For several decades now, business, government and non-profit leaders have been pursuing the common goal of evidence-based decision-making. What started out as the notion of ‘decision support’ in the early 1980s soon moved to the emerging field of ‘decision science’ in the 90s and beyond. Decision science is where data, analytics, algorithms and decision theory coalesce into a formalised discipline for decision-making.
Its use can be found across many geographies, within all sectors, in small and large organisations. The data-driven cultures created in these organisations are much more pervasive than those who simply embrace the marketing term ‘data science’, which seems to be focused exclusively on self-aggrandisement and data wrangling.
In recent times, however, as decision science has become much more mature and widely adopted, we find that it has run headlong into the buzz saw of politics where data, facts, evidence and ultimately the truth are bent, twisted and broken to fit the needs of ideologies, platforms and agendas with respect to achieving outcomes that are counter-factual.
One only needs to examine the three most recent elections and referendums in the UK, as well as the current US election campaign and the current Brexit negotiations (or the EU Phony War, if you rather) to appreciate just how much of a ‘post-truth world’ we have now entered.
In such a world, not only are stated facts meaningless, i.e. lacking in veracity, but the pursuit of the truth has become derided by many. The arc of this effect has reached the point where the majority of the electorate are now demanding that they be lied to by its figureheads so as to constantly reinforce its own particular ideology in spite of the reality around it.
Threat to democracy
This is a clear threat to every democracy around the world, where an informed electorate is required to provide checks and balances to government overreach, and hold them to account with respect to delivering the services and protections that society demands.

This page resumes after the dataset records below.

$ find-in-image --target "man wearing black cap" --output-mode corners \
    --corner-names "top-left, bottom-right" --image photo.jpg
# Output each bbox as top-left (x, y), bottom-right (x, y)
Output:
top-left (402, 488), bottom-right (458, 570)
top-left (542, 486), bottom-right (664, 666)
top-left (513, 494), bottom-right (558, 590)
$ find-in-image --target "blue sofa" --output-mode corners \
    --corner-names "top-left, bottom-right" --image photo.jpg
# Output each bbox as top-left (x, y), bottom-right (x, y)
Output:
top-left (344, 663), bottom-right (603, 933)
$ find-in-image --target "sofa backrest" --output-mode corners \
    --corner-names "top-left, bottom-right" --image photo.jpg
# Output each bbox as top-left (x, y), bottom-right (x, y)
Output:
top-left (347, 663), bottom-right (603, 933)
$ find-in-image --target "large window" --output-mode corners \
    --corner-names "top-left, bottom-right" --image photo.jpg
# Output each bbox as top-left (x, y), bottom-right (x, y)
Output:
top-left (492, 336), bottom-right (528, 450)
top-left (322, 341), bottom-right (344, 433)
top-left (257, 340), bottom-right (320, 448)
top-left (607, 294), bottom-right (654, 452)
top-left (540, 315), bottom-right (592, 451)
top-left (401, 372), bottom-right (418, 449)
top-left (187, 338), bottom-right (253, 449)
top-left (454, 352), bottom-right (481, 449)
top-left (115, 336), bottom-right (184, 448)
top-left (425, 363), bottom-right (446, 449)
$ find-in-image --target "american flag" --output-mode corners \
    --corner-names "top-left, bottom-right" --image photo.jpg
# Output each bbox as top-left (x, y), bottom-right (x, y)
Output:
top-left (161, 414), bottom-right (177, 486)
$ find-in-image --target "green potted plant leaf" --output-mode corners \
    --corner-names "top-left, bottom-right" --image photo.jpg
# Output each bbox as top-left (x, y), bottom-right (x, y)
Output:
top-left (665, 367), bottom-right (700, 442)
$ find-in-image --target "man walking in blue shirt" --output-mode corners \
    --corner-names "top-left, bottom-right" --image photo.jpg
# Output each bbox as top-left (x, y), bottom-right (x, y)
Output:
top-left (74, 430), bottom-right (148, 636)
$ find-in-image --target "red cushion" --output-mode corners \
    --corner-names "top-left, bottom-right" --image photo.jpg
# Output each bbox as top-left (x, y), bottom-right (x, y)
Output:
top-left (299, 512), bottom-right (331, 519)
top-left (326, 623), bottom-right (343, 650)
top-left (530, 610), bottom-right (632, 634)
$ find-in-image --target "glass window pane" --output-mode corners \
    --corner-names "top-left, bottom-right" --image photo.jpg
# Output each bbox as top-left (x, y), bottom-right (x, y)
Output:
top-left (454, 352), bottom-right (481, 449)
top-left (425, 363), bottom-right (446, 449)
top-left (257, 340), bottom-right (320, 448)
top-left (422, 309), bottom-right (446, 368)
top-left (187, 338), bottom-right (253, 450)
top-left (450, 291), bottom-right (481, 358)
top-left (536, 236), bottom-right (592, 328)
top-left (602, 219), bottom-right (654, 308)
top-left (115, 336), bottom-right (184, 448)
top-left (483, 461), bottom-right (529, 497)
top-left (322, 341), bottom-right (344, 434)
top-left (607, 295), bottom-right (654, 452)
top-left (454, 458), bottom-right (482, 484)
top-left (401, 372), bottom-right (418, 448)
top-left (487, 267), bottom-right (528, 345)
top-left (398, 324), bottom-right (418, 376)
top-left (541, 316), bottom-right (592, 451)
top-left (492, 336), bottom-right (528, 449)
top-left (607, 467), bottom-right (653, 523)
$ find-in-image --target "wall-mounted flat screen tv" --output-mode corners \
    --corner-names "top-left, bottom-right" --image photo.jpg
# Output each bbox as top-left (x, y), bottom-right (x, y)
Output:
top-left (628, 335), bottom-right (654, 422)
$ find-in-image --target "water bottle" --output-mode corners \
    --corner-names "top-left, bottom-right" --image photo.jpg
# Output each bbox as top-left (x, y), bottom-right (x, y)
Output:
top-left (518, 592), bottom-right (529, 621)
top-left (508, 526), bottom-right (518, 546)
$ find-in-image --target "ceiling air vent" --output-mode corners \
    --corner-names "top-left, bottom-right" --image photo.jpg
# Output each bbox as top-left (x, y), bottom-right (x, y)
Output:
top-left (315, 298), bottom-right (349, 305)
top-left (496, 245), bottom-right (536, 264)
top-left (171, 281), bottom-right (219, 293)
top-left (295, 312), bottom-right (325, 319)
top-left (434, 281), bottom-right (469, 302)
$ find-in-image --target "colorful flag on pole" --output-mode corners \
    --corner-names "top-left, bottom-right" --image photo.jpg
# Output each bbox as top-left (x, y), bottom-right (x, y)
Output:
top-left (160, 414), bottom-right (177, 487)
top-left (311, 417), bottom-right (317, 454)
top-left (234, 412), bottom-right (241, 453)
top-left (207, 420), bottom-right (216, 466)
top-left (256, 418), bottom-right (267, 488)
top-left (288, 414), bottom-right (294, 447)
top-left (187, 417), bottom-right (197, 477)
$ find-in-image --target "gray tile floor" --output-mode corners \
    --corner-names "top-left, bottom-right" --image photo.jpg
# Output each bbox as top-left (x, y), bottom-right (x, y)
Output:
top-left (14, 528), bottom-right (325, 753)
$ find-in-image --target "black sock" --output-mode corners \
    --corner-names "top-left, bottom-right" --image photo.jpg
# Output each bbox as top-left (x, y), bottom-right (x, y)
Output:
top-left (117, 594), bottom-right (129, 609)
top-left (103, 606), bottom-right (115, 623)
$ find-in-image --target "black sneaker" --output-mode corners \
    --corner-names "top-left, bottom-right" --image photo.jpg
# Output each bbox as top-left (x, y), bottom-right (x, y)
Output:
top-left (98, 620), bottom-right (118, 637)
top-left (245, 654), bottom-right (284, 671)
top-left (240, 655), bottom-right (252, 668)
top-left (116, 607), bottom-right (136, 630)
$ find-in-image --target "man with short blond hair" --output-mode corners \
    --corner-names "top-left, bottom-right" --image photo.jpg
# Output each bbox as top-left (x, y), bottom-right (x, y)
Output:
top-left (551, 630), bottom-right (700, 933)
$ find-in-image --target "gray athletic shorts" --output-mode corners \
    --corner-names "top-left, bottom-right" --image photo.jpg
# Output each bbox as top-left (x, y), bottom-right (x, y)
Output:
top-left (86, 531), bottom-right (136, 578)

For someone who has just arrived on Earth and is observing this effect firsthand, they might ask: are there any real differences between so-called democracies and authoritarian regimes? These effects are no less profound in the commercial and non-profit sectors, where we constantly see dubious data, questionable facts and outright lies proffered by executives, spokespeople and PR hacks.
First and foremost, wherever your role lies in the data, information and analytics supply chain, you cannot abandon your mission to deliver the highest-quality information and insights in support of decision-making at every level.
You must ensure that strong and independent data governance and data ethics bodies are in place and their guidance is employed by all practitioners and consumers of these deliverables, and that regardless of the outcome, the facts stand on their own merits (subject to peer review and A/B testing, etc). Only by creating (if not already established) a bedrock data foundation for decision-making – built on transparency, veracity, lineage, proven rigours and pristine quality –can a platform for the ‘truth’ be achieved and maintained.
It is critical that as the post-truth paradigm plays itself out, this foundation for the truth be maintained and protected at all costs. The old adage that ‘the first casualty of war is the truth’ applies to everything in the decision-making supply chain, and those who support it and rely on it must be ever-vigilant in order to protect its transparency.
Each of us will be challenged to maintain our individual and collective sanity as this post-truth era plays itself out. We may sound more barking mad at times than those who embrace the lies and deception, but this will pass as well. One day, when the ‘light of truth’ returns, we will be rewarded for being its stewards, but until then we must keep buggering on (KBO, as Winston used to say).